Fridas 10. Geburtstag

Zu Fridas 10. Geburtstag sind wir trotz Schwierigkeiten gefahren. Norwegen hatte Deutschland als Risikogebiet eingestuft, daraufhin fuhr die Fähre von Kiel nach Oslo für Passagiere nicht. Dafür bot sich die Fähre von Kiel nach Göteborg an. Das sind dann zwar mit dem Auto 270 km mehr zu fahren, aber die Abfahrtszeiten sind günstiger, jeweils 18:45. Das ist von Dresden bequem zu erreichen und Göteborg von Trondheim ebenso.
Ein U-Boot der Bundeswehr ist auf dem 2. Bild zu sehen. Es ist weltweit das modernste konventionelle U-Boot mit einem Brennstoffzellenantrieb.
Die Einfahrt nach Göteburg ist aufregend. Das Schiff manövriert durch die Schären und bei der Brücke fehlt zum Rammen nicht viel. Für uns war dann in Tondheim Quarantäne, in den Wald hinters Haus zu gehen zum Pilze suchen, Heidel- und Preiselbeeren pflücken war natürlich möglich.
Fridas Geschenke.
Und Selma war für den Klem dankbar.
Frida spielte sofort los.
Beim Pilze suchen, Heidel- und Preiselbeer pflücken.
Und ab geht es in die Schule, der Tacho ist montiert.
Wegen der vielen Baustellen auf der E3 sind wir über Tylldal, ein Nachbartal des Østerdalen gefahren und erst in Rena wieder auf die E3 gekommen. Es hat Spaß gemacht, zum Schluß ging es am Storsjøn entlang. Das Bild ist schon in Schweden, ein Rastplatz an der E6 beim Dynekilen- Fjord.

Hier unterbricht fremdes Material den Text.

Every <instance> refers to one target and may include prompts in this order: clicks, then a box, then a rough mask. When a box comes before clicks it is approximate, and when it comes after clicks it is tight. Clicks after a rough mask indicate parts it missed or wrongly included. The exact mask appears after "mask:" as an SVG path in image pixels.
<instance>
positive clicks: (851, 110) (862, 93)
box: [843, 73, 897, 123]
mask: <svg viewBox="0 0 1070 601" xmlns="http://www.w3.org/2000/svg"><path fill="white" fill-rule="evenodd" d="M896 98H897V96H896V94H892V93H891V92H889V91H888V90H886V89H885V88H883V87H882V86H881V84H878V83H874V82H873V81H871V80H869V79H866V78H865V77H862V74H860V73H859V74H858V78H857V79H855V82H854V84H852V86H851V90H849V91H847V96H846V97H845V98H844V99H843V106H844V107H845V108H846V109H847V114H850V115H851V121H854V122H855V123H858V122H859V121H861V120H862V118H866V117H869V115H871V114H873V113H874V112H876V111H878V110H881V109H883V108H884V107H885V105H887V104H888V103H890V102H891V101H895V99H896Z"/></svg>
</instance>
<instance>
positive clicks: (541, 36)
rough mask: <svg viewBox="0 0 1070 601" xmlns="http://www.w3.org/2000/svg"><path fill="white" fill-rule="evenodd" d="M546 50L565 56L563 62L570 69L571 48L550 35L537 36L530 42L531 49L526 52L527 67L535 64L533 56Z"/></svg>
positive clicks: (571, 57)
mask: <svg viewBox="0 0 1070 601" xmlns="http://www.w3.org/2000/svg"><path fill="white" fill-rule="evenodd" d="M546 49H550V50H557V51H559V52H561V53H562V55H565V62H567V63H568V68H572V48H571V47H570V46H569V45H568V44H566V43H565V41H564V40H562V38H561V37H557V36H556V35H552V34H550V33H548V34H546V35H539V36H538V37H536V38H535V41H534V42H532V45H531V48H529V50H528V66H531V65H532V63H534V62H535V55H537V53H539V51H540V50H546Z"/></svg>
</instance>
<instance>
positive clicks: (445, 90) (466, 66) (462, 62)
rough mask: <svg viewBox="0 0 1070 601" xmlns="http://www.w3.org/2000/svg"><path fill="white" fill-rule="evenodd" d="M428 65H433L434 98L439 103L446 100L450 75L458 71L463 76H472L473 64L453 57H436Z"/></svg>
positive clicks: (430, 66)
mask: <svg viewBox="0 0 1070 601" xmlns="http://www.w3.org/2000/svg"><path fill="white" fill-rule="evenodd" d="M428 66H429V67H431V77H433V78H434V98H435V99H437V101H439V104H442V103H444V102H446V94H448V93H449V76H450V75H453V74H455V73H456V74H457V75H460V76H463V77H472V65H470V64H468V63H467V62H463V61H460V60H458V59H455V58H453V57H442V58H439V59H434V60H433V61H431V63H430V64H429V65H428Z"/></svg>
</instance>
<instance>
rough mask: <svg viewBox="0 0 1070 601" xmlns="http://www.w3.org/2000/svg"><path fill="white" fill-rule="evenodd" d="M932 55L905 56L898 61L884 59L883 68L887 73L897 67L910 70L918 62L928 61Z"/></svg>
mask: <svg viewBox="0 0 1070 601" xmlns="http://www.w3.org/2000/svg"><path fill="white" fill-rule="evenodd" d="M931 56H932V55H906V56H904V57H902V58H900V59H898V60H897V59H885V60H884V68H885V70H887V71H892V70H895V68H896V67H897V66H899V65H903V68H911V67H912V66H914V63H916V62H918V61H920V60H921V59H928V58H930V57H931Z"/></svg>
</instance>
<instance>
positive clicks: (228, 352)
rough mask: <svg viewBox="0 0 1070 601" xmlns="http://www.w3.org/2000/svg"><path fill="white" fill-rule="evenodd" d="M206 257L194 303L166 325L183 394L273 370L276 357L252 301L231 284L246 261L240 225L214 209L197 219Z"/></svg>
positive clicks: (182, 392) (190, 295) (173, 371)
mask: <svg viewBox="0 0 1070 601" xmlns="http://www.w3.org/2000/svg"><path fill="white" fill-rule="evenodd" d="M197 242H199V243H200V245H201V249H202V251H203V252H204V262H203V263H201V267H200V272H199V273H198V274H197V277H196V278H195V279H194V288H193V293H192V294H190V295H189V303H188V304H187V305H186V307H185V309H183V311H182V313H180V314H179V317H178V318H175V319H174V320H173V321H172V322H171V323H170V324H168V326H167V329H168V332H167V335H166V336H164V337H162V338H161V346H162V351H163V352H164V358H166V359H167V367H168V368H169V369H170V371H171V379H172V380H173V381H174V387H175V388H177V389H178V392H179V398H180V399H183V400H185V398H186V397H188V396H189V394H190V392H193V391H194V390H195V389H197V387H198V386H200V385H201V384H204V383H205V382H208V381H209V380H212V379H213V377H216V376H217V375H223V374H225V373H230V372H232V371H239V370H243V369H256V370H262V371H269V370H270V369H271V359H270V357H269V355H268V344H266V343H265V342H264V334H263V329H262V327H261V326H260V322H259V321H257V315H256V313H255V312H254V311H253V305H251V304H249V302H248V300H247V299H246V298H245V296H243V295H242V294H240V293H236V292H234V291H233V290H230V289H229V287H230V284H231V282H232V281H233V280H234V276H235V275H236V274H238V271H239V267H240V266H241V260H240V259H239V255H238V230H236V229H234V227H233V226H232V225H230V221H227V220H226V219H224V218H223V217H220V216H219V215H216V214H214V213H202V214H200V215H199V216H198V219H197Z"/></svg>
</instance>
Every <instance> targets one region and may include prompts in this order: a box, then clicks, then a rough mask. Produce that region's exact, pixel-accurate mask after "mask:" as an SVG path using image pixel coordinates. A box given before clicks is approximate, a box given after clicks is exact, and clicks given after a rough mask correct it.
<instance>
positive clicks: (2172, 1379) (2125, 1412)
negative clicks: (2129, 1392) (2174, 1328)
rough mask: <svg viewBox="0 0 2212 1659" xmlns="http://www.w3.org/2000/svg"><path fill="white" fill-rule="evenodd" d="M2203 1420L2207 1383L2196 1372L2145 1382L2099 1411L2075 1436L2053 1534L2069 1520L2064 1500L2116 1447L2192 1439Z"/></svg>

Ablegen in Göteborg, da wird nicht der sauberste Treibstoff verwendet.
Am 17.9. waren wir wieder in Kiel und sind nach dem Ausschiffen nach Laboe gefahren.
In Laboe kann man das U-995 besichtigen. Platzangst darf man da nicht haben. Max. 12 Torpedos waren an Bord, wobei 4 in den Rohren steckten, der Rest hing rum.
Das Marinedenkmal in Laboe. Da es 1927-1936 errichtet wurde, konnte es nicht direkt mit dem 3. Reich in Verbindung gebracht werden und steht demzufolge heute noch. Es hat oben eine Aussichtsplattform, von der man einen guten Blick in die Umgebung bis nach Kiel hat.